GPTZero

GPTZero es el nuevo sistema que permite detectar plagios de textos producidos por ChatGPT

El desarrollador de este sistema afirma que “los humanos merecen saber cuándo la escritura no es humana”.

Un estudiante de informática en la Universidad de Princeton, en Estados Unidos, da respuesta a una de las principales preocupaciones generadas por el chatbot creado por la compañía cofundada por Elon Musk, OpenAI.

Desde siempre, el surgimiento de nuevas tecnologías ha generado incertidumbre en los ámbitos a los que va dirigida, siendo el reemplazo del talento humano, uno de los principales temores. Actualmente, esta alarma se encendió con el lanzamiento del ChatGPT desarrollado por OpenAI, que es capaz de generar textos, conversaciones y hasta líneas de código. A tan solo dos meses desde su lanzamiento, ya hay quienes la aprovechan para generar textos de todo tipo, pero generan nuevas preocupaciones sobre la autenticidad del contenido.

Para resolver este dilema ético, el estudiante de informática en la Universidad de Princeton, Edward Tian, desarrolló GPTZero, un sistema que detecta textos escritos utilizando inteligencia artificial como la de ChatGPT. 

GPTZero resuelve el principal temor contra ChatGPT.

 

Inteligencia Artificial

Según la información compartida desde The Daily Beast, el estudiante de último año de Princeton, de 22 años, pasó sus vacaciones de invierno en su cafetería local creando GPTZero. Cuando lo subió a la plataforma de creación y alojamiento de aplicaciones Streamlit, no esperaba que llamara tanto la atención.

Esperaba, como máximo, unas pocas docenas de personas probando la aplicación. De repente, fue una locura el número de usuarios con más de 2000 personas que se registraron para la versión beta en unas pocas horas.

Para Tian, quien también es estudiante de periodismo, la principal motivación para generar GPTZero, es atentar contra en plagio o el “IAgiarismo”, como se ha comenzado a denominar a la práctica generada por el uso indiscriminado de este tipo de herramientas, pero sobre todo entender que hay sectores donde la originalidad es un valor irremplazable:

Los humanos merecen saber cuándo la escritura no es humana. Últimamente hay tanta expectación en torno a ChatGPT y la generación de inteligencia artificial que los humanos merecen saber la verdad.

Perplejidad y explosión

Gracias a sus conocimiento en tecnología y lenguaje e inspirado especialmente por una clase que tomó con el escritor estadounidense John McPhee, quien le enseñó sobre esas hermosas cualidades de la escritura humana, Tian utilizó dos métricas para la evaluación de textos que realiza GPTZero: perplejidad y explosión.

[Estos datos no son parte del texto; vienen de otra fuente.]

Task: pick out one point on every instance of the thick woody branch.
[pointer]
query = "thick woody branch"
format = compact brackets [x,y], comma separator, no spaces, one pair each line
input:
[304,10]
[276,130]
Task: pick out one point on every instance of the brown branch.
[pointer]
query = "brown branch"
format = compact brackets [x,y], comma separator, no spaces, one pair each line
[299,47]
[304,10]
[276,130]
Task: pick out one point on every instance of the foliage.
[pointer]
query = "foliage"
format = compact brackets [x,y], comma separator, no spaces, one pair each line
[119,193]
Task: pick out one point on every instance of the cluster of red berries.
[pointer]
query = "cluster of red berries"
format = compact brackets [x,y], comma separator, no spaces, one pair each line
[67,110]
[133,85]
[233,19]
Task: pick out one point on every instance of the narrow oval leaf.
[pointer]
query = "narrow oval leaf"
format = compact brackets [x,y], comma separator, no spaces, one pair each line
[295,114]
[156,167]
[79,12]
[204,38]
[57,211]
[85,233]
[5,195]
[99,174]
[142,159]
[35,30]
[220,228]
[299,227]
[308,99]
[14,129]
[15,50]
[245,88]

La perplejidad es una medida de la aleatoriedad en una oración. Si una oración se construye o usa palabras de una manera que sorprende a la aplicación, obtendrá una puntuación más alta en perplejidad.

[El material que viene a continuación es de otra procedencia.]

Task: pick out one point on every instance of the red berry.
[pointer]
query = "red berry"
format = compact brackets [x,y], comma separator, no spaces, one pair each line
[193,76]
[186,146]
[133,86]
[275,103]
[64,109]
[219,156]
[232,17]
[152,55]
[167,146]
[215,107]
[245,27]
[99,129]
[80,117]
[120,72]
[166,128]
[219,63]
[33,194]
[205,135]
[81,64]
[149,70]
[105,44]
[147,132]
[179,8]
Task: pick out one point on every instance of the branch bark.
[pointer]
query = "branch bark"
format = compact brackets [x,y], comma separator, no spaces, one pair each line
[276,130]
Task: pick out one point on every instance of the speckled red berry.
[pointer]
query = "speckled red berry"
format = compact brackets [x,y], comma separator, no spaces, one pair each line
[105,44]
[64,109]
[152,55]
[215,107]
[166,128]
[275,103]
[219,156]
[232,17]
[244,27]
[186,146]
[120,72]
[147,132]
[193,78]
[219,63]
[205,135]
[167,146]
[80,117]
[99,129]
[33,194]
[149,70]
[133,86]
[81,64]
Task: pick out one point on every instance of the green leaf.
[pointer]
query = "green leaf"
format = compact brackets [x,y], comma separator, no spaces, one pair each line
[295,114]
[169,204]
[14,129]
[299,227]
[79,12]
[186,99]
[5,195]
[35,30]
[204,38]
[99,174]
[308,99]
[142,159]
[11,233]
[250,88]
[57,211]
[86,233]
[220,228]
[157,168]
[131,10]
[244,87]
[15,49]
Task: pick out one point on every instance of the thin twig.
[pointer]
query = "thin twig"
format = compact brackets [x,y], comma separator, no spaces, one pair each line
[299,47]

Mientras que la explosión es la cualidad de aleatoriedad general para todas las oraciones en un texto. Así, la escritura humana tiende a tener oraciones que varían en complejidad. Algunos son simples. Los bots tienden a generar oraciones que son relativamente bajas en complejidad, a lo largo de todo el texto.

A pesar de construir la herramienta, Tian no es anti-IA. Él cree que hay un momento y un lugar para ellos si se usan éticamente y con consentimiento.

No me opongo a usar AI para escribir cuando tiene sentido.

Por supuesto, GPTZero resulta un alivio para quienes en su oficio de profesores, académicos, periodistas y otras profesiones requieren comprobar la veracidad de los textos que llegan a sus manos. Aunque Tian fue pertinente con su propuesta, desde OpenAI han asegurado que eventualmente implementarán “marcas de agua” para verificar si ChatGPT creó algo o no, pero todavía no existe un método oficial para hacerlo.